Then, we extend the segmentation-based word spotting, where word candidates are given a priori, to segmentation-free spotting. The proposed approach seeds the document images with overlapping word location candidates and characterizes them with a BoVW signature. Retrieval is achieved comparing the query and candidate signatures and returning the locations that provide a higher consensus. This is a simple but powerful approach that requires a more compact signature than in a segmentation-based scenario. We first project the BoVW signature into a reduced semantic topics space and then compress it further using Product Quantizers. The resulting signature only requires a few dozen bytes, allowing us to index thousands of pages on a common desktop computer. The final system still yields a performance comparable to the state-of-the-art despite all the information loss during the compression phases.

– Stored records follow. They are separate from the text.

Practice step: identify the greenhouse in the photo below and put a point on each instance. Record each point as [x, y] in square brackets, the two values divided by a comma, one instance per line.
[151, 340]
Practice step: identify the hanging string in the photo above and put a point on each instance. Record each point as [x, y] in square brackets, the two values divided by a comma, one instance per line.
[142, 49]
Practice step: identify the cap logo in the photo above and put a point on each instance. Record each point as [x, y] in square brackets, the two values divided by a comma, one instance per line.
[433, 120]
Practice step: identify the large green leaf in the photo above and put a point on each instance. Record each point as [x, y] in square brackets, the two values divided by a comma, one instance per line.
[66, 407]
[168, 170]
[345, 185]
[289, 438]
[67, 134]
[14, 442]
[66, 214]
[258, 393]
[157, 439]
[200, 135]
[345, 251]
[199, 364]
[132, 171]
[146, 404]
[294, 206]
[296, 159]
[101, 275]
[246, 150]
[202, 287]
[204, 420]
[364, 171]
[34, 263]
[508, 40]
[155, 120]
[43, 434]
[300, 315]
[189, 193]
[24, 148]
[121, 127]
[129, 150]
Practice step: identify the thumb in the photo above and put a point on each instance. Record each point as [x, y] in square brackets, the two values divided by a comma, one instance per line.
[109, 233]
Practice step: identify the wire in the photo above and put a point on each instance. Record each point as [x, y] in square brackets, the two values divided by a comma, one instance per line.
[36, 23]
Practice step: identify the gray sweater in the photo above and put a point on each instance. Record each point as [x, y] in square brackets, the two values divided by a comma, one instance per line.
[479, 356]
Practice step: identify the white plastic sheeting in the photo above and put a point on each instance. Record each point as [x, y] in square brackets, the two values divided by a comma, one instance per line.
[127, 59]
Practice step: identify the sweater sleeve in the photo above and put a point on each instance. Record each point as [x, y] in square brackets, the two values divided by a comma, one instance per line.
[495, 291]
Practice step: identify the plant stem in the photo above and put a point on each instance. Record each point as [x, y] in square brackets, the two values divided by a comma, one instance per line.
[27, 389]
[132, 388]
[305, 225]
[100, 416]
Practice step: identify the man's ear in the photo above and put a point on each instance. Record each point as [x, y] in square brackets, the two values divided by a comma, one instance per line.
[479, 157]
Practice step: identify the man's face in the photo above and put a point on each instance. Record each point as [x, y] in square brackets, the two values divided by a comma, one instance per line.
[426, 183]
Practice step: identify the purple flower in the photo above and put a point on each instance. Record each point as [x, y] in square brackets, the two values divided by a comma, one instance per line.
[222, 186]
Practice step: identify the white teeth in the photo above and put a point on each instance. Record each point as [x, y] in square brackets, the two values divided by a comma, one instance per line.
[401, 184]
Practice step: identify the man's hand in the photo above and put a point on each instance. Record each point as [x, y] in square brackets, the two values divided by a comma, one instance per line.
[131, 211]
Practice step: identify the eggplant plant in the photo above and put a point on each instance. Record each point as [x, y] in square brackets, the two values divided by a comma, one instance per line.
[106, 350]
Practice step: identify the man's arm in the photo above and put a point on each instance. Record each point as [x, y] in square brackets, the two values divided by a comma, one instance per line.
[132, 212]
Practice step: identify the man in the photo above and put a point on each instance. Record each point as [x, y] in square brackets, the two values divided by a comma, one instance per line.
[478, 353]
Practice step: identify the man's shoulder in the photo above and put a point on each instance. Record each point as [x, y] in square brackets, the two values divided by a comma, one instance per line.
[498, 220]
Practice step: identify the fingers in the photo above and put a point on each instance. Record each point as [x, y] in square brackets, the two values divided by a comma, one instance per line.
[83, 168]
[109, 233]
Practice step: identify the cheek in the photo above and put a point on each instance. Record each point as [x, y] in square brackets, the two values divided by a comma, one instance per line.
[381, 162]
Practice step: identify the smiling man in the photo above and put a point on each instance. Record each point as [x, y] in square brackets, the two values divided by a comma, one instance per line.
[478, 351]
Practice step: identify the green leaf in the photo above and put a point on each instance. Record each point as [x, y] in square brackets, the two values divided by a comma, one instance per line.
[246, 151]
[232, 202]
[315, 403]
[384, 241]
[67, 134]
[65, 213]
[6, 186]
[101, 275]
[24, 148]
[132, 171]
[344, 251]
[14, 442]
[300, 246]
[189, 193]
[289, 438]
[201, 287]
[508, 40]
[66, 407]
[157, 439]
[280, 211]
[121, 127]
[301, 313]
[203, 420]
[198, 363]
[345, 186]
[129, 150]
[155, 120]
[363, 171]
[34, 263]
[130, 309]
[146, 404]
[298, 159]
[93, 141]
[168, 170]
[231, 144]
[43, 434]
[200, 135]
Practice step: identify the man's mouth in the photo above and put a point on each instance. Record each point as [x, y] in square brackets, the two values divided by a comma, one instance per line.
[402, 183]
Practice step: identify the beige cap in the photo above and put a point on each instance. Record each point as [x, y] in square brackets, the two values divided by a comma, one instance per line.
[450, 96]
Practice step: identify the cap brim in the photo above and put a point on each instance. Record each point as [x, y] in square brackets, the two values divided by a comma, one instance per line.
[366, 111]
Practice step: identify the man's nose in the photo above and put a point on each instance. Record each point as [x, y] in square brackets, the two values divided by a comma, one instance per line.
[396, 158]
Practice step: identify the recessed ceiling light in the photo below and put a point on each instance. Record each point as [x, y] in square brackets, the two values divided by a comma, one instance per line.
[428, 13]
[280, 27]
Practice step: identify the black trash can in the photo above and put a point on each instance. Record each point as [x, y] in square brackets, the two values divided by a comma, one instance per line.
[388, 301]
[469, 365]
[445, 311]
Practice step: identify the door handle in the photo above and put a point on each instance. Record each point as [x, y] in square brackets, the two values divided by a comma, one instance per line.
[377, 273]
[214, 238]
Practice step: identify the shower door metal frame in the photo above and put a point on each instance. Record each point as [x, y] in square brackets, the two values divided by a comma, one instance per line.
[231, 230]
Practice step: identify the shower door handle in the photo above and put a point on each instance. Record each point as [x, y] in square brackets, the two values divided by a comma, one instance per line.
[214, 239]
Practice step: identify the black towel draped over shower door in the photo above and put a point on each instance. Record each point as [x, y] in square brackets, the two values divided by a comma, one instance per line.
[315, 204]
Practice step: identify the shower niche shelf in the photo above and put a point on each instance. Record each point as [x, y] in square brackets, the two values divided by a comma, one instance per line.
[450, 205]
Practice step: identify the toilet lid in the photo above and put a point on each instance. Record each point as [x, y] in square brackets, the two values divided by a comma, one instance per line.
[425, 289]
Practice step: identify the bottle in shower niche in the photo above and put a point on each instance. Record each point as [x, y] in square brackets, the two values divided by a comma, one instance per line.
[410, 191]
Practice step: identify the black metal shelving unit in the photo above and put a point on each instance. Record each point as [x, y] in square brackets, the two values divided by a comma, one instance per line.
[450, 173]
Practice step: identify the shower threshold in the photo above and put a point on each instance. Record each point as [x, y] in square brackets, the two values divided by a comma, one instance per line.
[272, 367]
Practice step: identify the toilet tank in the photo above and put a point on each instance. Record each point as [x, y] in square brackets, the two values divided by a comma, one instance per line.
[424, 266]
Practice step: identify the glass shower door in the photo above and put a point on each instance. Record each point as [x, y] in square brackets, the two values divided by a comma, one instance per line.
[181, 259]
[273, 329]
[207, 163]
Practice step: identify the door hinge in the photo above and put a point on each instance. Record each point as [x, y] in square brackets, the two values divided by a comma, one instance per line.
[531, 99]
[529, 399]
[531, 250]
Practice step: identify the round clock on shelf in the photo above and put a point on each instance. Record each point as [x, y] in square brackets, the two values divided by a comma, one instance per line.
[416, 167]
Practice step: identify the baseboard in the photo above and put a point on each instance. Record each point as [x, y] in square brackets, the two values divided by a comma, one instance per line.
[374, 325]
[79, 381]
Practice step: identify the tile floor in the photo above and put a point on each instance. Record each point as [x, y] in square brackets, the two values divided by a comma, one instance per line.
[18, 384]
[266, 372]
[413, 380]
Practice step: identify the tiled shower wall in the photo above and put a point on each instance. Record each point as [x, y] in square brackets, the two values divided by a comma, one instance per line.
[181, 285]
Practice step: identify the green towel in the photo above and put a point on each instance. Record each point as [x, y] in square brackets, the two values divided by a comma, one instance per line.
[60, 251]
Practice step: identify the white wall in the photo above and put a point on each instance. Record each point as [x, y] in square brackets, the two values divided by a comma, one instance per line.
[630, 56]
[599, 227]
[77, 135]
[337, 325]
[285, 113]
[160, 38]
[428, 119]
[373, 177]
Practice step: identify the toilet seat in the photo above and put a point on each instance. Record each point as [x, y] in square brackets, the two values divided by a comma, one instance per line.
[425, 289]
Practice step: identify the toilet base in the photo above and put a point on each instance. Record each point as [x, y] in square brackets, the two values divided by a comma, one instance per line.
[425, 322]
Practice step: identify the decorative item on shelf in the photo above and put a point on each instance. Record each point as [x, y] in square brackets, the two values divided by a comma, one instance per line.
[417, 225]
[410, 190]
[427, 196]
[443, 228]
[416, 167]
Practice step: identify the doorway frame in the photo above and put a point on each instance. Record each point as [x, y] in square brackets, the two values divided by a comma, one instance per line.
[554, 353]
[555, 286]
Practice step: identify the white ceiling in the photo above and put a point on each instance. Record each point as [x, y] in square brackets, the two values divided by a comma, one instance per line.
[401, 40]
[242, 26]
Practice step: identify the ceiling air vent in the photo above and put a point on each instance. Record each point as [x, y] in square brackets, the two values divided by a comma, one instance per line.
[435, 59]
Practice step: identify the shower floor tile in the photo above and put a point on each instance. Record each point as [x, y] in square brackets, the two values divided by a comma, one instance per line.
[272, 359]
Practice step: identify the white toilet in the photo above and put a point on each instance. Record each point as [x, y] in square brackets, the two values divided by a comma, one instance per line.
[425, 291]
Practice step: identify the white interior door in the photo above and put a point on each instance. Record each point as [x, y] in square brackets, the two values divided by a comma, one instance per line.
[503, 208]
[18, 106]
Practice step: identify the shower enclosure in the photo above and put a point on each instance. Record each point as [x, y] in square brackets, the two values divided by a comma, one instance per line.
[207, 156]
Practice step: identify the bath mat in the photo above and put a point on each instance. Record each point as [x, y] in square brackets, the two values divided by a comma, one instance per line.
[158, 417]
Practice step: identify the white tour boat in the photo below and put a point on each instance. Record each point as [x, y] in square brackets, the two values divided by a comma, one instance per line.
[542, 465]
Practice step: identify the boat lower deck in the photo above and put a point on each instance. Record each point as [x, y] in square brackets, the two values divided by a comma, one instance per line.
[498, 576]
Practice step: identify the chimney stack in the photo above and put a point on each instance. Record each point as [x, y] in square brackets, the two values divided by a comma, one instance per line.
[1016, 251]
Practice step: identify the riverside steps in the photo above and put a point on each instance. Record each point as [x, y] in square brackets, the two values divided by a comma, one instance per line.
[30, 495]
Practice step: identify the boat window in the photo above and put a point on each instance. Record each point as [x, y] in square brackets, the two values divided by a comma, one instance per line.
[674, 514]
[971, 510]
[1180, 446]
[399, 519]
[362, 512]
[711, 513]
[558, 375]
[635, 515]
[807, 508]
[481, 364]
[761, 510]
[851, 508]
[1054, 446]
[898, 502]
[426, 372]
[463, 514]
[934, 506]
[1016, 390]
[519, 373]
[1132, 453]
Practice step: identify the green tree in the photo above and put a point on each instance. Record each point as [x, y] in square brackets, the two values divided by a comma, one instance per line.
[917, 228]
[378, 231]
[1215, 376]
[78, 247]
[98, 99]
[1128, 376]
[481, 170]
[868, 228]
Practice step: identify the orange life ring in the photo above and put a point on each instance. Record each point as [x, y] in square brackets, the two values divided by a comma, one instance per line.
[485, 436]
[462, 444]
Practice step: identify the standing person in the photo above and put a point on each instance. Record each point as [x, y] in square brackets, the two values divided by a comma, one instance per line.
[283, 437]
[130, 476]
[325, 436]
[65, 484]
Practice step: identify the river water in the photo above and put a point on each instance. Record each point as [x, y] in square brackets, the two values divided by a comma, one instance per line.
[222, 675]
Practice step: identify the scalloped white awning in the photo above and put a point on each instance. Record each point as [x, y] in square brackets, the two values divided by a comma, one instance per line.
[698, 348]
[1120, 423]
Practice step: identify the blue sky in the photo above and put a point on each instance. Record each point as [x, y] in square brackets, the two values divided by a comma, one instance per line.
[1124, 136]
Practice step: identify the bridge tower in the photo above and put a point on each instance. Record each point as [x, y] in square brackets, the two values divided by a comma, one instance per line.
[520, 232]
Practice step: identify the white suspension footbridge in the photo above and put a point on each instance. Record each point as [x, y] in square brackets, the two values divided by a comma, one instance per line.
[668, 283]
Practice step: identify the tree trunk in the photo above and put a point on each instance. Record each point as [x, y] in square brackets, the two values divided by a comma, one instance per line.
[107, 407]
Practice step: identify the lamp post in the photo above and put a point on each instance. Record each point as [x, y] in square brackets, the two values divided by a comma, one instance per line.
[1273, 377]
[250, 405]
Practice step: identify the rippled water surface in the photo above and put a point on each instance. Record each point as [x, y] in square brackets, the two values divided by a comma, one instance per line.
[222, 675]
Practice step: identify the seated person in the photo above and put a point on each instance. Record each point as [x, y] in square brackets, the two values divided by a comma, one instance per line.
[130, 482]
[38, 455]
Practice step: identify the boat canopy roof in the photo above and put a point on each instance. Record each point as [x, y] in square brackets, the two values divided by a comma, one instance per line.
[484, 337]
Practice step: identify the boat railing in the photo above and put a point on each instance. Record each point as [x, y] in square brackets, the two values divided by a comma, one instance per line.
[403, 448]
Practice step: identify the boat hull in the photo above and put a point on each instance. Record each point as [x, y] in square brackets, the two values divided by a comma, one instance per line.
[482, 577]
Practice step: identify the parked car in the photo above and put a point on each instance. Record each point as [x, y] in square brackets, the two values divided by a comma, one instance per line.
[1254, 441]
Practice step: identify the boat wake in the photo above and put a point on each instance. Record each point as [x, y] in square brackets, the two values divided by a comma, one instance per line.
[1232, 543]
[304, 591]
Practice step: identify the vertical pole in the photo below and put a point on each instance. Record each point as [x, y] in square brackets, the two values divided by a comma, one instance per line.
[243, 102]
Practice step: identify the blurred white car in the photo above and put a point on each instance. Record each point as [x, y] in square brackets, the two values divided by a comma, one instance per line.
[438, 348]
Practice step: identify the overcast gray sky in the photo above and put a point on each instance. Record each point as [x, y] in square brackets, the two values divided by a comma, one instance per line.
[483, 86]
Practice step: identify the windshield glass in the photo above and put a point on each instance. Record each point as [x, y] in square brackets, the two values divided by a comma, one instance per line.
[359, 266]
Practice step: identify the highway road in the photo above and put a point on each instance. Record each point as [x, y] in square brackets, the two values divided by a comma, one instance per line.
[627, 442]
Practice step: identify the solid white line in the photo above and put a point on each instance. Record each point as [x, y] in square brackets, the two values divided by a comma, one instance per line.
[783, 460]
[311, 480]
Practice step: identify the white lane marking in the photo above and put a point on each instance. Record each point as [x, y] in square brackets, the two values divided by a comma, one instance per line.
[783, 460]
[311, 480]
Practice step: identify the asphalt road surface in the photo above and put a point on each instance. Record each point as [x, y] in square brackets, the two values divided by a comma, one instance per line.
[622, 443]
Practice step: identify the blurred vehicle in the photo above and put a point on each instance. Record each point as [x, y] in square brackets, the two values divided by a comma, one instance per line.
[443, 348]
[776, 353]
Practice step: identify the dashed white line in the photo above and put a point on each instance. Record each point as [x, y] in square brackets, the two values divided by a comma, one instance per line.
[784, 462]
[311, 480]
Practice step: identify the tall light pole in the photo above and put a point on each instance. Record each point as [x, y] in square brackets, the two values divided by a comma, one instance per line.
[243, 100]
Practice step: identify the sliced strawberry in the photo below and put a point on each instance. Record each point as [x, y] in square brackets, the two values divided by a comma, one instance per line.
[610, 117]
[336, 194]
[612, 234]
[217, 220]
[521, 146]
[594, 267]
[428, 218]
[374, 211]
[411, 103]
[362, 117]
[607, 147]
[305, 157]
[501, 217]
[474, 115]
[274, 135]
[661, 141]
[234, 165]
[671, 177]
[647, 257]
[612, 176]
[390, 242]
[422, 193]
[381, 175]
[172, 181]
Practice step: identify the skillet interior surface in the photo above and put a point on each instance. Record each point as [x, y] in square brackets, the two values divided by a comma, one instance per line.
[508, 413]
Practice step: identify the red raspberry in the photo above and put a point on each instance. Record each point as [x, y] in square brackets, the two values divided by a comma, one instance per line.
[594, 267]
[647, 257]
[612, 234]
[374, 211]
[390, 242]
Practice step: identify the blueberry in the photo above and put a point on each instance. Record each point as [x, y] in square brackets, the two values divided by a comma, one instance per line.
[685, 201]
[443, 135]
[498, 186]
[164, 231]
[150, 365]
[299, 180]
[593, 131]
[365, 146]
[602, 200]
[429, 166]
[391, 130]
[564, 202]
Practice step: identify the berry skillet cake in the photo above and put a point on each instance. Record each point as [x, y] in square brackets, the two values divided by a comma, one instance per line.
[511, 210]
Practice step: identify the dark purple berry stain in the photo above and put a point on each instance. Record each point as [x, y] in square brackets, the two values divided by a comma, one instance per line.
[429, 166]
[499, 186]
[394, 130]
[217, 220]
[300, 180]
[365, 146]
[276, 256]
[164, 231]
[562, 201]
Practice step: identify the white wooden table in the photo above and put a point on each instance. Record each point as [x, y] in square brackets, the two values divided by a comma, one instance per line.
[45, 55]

Afterwards, we also study how to combine different modalities of information in order to create a query-by-X spotting system where, words are indexed using an information modality and queries are retrieved using another. We consider three different information modalities: visual, textual and audio. Our proposal is to create a latent feature space where features which are semantically related are projected onto the same topics. Creating thus a new feature space where information from different modalities can be compared. Later, we consider the codebook generation and descriptor encoding problem. The codebooks used to encode the BoVW signatures are usually created using an unsupervised clustering algorithm and, they require to test multiple parameters to determine which configuration is best for a certain document collection. We propose a semantic clustering algorithm which allows to esti- mate the best parameter from data. Since gathering annotated data is costly, we use synthetically generated word images. The resulting codebook is database agnostic, i. e. a codebook that yields a good performance on document collections that use the same script. We also propose the use of an additional codebook to approximate descriptors and reduce the descriptor encoding complexity to sub-linear.

Finally, we focus on the problem of signatures dimensionality. We propose a new symbol probability signature where each bin represents the probability that a certain symbol is present at a certain location of the word image. This signature is extremely compact and combined with compression techniques can represent word images with just a few bytes per signature.